La lecture désincarnée de notes se suffisant à elle-même est un fléau dans nos cénacles politiques. On lit ses notes sans s’émouvoir, ni émouvoir. Or, dans émouvoir, il y a mouvoir. S’émouvoir d’une menace quand on l’exprime, c’est en même temps mettre en mouvement sa propre pensée et celle de son auditoire, pour agir face à elle. Un grand orateur aurait obtenu ce jour-là que l’ONU bousculât son sacro-saint ordre du jour pour débattre sur le champ des solutions pour la conjurer.
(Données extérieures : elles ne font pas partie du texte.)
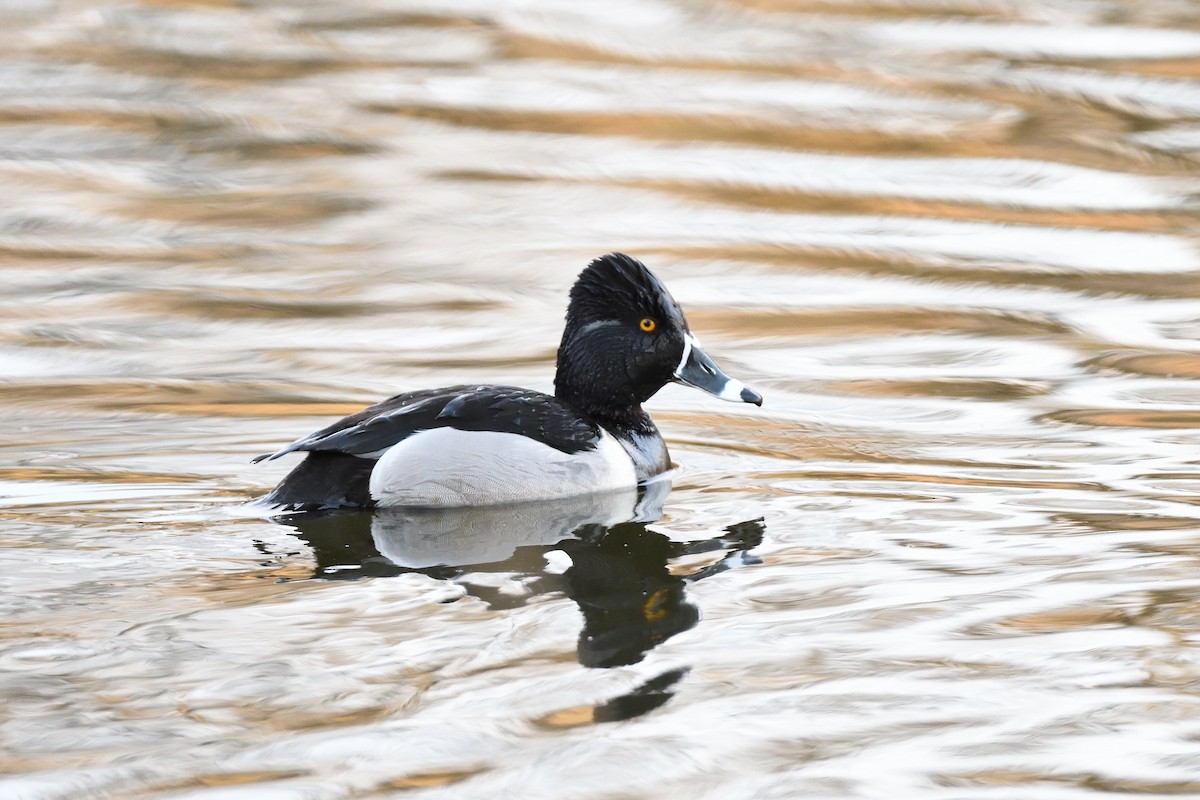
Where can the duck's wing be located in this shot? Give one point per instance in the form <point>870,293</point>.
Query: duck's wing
<point>504,409</point>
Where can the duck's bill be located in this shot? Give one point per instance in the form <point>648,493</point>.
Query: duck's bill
<point>697,370</point>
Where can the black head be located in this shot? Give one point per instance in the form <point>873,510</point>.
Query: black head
<point>625,338</point>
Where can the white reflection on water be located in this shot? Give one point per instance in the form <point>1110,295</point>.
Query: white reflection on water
<point>953,557</point>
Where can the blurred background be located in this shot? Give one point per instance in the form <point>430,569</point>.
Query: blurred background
<point>951,241</point>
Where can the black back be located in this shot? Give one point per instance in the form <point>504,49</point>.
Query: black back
<point>504,409</point>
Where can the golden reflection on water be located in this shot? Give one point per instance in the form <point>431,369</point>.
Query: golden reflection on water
<point>952,242</point>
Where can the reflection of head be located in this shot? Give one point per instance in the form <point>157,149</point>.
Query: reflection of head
<point>630,601</point>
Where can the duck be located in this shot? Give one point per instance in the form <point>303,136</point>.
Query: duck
<point>625,337</point>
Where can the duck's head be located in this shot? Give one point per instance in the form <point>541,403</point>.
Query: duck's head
<point>627,337</point>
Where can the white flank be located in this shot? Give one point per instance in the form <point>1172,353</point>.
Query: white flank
<point>449,468</point>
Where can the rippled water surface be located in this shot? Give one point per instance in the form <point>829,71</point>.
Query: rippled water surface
<point>953,244</point>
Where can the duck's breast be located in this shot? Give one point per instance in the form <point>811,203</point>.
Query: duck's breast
<point>447,467</point>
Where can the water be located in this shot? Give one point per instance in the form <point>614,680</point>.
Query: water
<point>952,242</point>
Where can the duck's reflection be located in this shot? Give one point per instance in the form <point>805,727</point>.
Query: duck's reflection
<point>617,569</point>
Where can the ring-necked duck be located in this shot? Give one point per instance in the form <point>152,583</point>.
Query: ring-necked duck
<point>625,338</point>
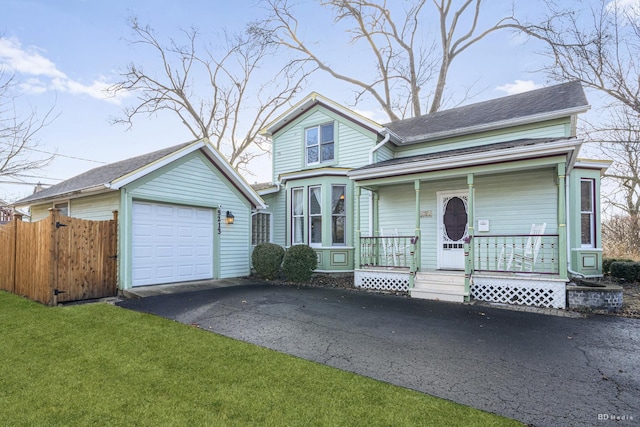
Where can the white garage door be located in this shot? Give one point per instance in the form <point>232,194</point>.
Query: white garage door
<point>171,243</point>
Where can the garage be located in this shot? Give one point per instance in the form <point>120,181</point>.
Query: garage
<point>171,243</point>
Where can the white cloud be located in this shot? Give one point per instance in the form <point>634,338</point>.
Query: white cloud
<point>28,61</point>
<point>519,86</point>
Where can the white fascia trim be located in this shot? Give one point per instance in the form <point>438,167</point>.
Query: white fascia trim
<point>494,125</point>
<point>518,153</point>
<point>603,165</point>
<point>98,189</point>
<point>313,173</point>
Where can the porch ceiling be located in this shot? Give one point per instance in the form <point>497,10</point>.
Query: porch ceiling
<point>499,157</point>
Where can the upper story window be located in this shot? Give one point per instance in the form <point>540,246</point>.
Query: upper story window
<point>319,144</point>
<point>587,213</point>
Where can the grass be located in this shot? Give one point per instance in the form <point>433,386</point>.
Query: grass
<point>98,364</point>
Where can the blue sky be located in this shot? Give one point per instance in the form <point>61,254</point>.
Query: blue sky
<point>66,52</point>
Au lieu de cela, servilement penché sur ses notes, fossile d’une pensée qui n’a existé qu’au moment de leur écriture, Antonio Guterres a benoîtement pris acte de la menace. Il l’a entérinée, comme c’est le rôle de l’écrit dans l’histoire. Entériner ses états successifs. Mais, pour agir face à ces états, il faut l’oral.

 

Quelques jours après cette prise de parole d’Antonio Guterres, la couverture du journal L’Express annonçait en pleine page « ONUL »A l’intérieur, Hélène Vissière titrait son article : « Antonio Guterres, l’homme qui prêche dans le désert ». Elle s’est trompée. A la tribune de l’ONU, on n’est pas dans le désert. Antonio Guterres n’a tout bonnement pas prêché. On peut regretter que comme la plupart des journalistes Hélène Vissière ne soit pas sensible à l’Art Oratoire des politiques (sauf quand les politiques n’en proposent qu’une caricature, comme les show-men Mélenchon et Trump). Mais au moins son article a-t-il le mérite de pointer le résultat des laborieux discours d’Antonio Guterres. Elle cite notamment l’historien Stéphane Schlesinger : « De son [premier] mandat [à la tête de l’ONU jusqu’à fin 2021], on retient un côté fade bien que consciencieux ». Aujourd’hui, Antonio Guterres lit toujours aussi consciencieusement ses discours. Mais Hélène Vissière l’excuse aussitôt en citant « un autre connaisseur de l’organisation » qui se désole : « Le Secrétaire Général n’a pas d’argent, pas de pouvoir de sanction ». À quoi donc pourrait lui servir de prêcher ? Encore une journaliste qui ne croit pas à la force du discours.  

Nous avons déjà évoqué dans nos articles des orateurs politiques qui n’avaient ni argent, ni pouvoir de sanction. Pourtant, par leur seule voix ils sont entrés dans l’action et y ont entraîné l’humanité pour la sauver de graves menaces. Au poste qu’ils occupaient, leur voix a remué le monde.

Vocalement inexistant à la tête de l’ONU, Antonio Guterres n’a que très peu de chance d’y faire l’histoire.